Hollande si è ormai circondato di sostenitori della linea dura

Questa forzatura rispetto ai princìpi tradizionali della sinistra non ha impedito all’estrema destra di Marine Le Pen e del Front national di raccogliere nuovi consensi e di confermarsi come primo partito del paese al primo turno delle elezioni regionali di dicembre.

La svolta repressiva del governo ha anche provocato una spaccatura nella sinistra francese, in particolare sulla proposta di legge che toglierebbe la nazionalità francese ai titolari di doppia cittadinanza condannati per terrorismo. Una misura che riguarda pochissimi casi sui 3,3 milioni di francesi che hanno due passaporti (uno francese e l’altro, spesso, di un’ex colonia francese), ma altamente simbolica, poiché va a colpire un altro principio cardine della république: l’uguaglianza tra cittadini.

Un sintomo di questa svolta è il fatto che, come rivela un interessante documentario di Benoît Vitkine sulla reazione del potere agli attentati, Hollande si è ormai circondato di sostenitori della linea dura, come il ministro della difesa Jean-Yves Le Drian e quello dell’interno Bernard Cazeneuve, diventato ospite fisso dell’Eliseo e il più influente tra i ministri. A farne le spese è la ministra della giustizia Christiane Taubira, le cui posizioni garantiste sono diventate minoritarie e che secondo molti non è ancora stata destituita solo perché appartiene a una minoranza etnica ed è praticamente l’ultima esponente dell’ala sinistra del Partito socialista nell’esecutivo.
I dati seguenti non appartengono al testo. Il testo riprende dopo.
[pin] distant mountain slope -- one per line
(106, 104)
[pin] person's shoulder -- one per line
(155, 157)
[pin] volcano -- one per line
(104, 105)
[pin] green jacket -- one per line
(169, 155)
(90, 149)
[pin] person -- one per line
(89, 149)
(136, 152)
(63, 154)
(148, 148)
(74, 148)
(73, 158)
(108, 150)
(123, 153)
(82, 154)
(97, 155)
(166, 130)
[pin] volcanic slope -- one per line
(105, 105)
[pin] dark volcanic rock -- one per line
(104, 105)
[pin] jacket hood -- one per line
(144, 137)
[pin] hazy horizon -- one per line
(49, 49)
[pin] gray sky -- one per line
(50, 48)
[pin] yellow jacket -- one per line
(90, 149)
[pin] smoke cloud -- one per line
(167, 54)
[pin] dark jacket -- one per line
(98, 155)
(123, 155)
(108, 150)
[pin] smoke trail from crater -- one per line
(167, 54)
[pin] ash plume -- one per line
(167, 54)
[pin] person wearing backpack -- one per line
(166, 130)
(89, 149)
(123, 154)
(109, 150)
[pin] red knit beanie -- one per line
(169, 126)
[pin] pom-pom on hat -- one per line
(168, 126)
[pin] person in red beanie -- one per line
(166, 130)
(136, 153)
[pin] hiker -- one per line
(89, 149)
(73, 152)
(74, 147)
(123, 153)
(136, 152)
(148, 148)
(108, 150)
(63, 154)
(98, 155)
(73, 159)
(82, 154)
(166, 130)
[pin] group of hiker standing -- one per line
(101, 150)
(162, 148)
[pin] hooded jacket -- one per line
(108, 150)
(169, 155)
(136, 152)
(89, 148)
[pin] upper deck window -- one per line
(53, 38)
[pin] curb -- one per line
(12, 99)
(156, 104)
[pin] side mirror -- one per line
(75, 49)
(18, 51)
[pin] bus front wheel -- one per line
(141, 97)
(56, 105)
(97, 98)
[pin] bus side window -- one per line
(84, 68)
Lo stato di emergenza dovrebbe finire il 26 febbraio, ma il governo ha presentato un disegno di legge “che rafforza la lotta contro la criminalità organizzata e il suo finanziamento, l’efficacia e le garanzie della procedura penale”. Un dispositivo che punta a dare alle forze dell’ordine poteri simili a quelli di cui dispone durante lo stato di emergenza e che dovrebbe prorogare senza limiti una situazione eccezionale alla quale i francesi si stanno adeguando lentamente e, stando ai sondaggi, abbastanza volentieri.